Surface to rule
PCs aren't dead
Audience Favored: PCs aren't dead (75%)
More portable PCs
Whether you are an iPad fan, a Surface user, or a Nexus owner -- or any other tablet for that matter -- the vast majority of what we do on a daily basis, whether at work or at home, can be done on a tablet. However, despite my argument that the Surface (and other tablets) are good enough to replace the traditional PC, the rest of the market has yet to accept this fact. This means that while many PC-only elements are slowly making their way to tablets -- such as business, productivity, or enterprise solutions -- in many cases they're not quite there yet.
PC is still king
Tablet are, without a doubt, the future of the PC. I can see a day -- not that far in the future -- when a tablet will be powerful enough to double as a PC, and we'll plug it into a dock connected to a larger screen, keyboard, and mouse when we want the benefits of a desktop system. We already have tablets that can transform into notebooks, so the next logical step is to have tablets that can transform into desktop systems.
If Microsoft remains committed to Surface beyond Windows 8 -- and right now, it's hard to tell if that commitment is there -- then the Surface platform will evolve over time and could be well positioned to shape the future of tablet computing.
Five years from now, the boundaries between the tablet and the PC will have blurred to the point where there will be little or no distinction between the two, but for now the PC is still the king.
The real winner is us
They may have fought tooth-and-nail, but these Brits are a lot closer in position than they think. Nonetheless, I declare Mr. Kingsley-Hughes the winner of this debate for making the most compelling and nuanced argument. No matter how good today's tablets can be, they're still ill-equipped to do what we do best here at ZDNet: work.
Tablets have made significant inroads in the home where computing is occasional and lightweight (except for you, telecommuters). And they're fantastic for roving executives of all stripes, whether for presentations or correspondence or monitoring. When push comes to shove, though, certain types of productivity still rule on the PC. (For example, I'd never dare to engage in interface design with a tiny tablet and my pudgy finger.) That's why we still use the PC, and that's why the term "companion device" exists in the first place.

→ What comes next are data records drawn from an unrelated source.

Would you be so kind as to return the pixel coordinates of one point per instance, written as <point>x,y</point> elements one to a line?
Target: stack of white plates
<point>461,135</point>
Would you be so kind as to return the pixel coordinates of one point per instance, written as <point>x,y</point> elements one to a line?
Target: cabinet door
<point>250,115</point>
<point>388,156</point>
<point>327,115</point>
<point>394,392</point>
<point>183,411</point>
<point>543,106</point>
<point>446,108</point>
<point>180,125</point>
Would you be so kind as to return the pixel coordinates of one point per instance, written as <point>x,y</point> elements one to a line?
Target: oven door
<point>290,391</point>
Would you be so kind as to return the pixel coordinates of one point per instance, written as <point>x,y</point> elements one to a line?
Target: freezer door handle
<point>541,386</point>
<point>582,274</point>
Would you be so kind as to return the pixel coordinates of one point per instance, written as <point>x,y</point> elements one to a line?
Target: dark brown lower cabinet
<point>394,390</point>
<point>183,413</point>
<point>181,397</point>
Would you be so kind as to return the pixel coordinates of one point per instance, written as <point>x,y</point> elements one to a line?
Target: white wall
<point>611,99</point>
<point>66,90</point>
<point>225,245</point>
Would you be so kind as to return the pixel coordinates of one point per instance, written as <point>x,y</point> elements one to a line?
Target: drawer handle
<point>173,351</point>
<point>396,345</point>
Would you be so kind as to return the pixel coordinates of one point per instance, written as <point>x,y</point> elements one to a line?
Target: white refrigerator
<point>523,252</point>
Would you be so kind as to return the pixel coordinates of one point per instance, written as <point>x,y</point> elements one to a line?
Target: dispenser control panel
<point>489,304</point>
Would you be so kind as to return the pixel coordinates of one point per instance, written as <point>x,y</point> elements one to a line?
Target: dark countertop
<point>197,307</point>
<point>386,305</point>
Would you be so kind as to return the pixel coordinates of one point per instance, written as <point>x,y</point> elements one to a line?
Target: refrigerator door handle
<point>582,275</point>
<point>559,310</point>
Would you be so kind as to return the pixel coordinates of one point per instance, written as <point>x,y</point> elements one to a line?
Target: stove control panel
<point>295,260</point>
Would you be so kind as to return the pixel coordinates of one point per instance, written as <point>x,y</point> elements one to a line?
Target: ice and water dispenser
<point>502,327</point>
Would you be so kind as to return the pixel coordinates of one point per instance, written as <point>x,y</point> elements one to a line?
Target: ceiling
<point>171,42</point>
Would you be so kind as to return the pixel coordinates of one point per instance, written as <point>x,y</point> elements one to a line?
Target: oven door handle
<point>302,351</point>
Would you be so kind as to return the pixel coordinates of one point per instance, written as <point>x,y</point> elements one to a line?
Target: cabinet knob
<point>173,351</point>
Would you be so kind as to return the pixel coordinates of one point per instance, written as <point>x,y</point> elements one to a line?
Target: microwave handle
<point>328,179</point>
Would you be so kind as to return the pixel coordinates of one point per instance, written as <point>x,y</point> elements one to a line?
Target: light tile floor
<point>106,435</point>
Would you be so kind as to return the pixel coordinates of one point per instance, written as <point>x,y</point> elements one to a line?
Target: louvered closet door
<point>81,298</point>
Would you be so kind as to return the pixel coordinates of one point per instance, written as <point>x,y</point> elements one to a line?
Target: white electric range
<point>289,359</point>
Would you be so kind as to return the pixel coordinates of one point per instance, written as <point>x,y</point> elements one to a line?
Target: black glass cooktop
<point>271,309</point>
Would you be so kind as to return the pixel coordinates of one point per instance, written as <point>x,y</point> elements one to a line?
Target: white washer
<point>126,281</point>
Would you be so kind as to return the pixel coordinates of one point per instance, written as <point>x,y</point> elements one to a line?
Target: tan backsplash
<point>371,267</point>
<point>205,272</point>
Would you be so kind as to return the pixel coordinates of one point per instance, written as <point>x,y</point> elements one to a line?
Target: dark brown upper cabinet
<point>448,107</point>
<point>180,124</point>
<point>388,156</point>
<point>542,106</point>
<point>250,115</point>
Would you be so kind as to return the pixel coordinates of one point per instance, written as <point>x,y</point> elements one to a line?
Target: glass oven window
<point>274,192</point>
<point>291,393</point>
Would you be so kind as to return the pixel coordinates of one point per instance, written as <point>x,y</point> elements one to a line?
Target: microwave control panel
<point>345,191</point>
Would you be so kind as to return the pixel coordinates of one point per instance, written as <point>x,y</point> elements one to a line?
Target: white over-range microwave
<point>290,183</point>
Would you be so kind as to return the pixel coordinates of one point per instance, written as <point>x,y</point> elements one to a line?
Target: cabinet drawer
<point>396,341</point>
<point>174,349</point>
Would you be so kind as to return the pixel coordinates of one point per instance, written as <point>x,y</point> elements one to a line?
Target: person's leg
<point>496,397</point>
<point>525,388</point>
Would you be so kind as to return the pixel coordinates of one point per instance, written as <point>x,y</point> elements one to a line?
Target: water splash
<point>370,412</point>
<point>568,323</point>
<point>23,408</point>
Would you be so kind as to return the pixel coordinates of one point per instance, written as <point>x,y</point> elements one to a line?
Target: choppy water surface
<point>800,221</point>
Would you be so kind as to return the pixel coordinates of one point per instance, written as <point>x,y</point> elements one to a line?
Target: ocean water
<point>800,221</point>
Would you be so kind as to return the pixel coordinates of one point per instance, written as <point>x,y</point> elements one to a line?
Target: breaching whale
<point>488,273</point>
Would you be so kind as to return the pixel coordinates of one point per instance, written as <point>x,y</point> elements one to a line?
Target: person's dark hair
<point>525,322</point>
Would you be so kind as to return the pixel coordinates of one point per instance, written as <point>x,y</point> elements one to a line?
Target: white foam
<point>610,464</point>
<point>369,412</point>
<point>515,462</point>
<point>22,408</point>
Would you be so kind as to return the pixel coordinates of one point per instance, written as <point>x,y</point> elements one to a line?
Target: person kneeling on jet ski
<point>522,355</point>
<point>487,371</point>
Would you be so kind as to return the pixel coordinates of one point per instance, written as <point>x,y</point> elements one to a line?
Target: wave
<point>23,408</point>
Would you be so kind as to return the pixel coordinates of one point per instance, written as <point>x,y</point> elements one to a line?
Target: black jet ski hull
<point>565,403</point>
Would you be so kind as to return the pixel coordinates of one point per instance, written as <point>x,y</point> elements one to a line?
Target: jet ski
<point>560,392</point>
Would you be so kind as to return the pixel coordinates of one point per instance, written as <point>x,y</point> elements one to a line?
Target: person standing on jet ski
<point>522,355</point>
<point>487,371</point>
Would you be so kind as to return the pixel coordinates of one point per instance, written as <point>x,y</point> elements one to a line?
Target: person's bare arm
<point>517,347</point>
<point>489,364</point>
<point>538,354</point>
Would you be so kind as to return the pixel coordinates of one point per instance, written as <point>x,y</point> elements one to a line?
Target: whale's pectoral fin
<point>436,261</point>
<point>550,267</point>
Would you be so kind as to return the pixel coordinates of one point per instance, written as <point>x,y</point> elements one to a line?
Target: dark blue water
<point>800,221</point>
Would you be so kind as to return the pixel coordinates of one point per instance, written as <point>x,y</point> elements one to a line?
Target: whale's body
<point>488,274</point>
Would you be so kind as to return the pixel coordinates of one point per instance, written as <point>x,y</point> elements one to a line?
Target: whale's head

I look forward to a time when I can do everything my work day requires on a tablet or similar -- the day when my trusty PC becomes the companion device. For a lucky few of you, that's already happened. Until cubicle emancipation truly catches on, however, the PC still rules. A desk job requires a desk tool.
But let's not forget: the real winner in this scenario is us. Between the phone, tablet and PC, we can now compute on-the-go, standing still and sitting down. All Microsoft and its peers need to worry about is being in all of the places we seek to work and play. (No pressure, guys.)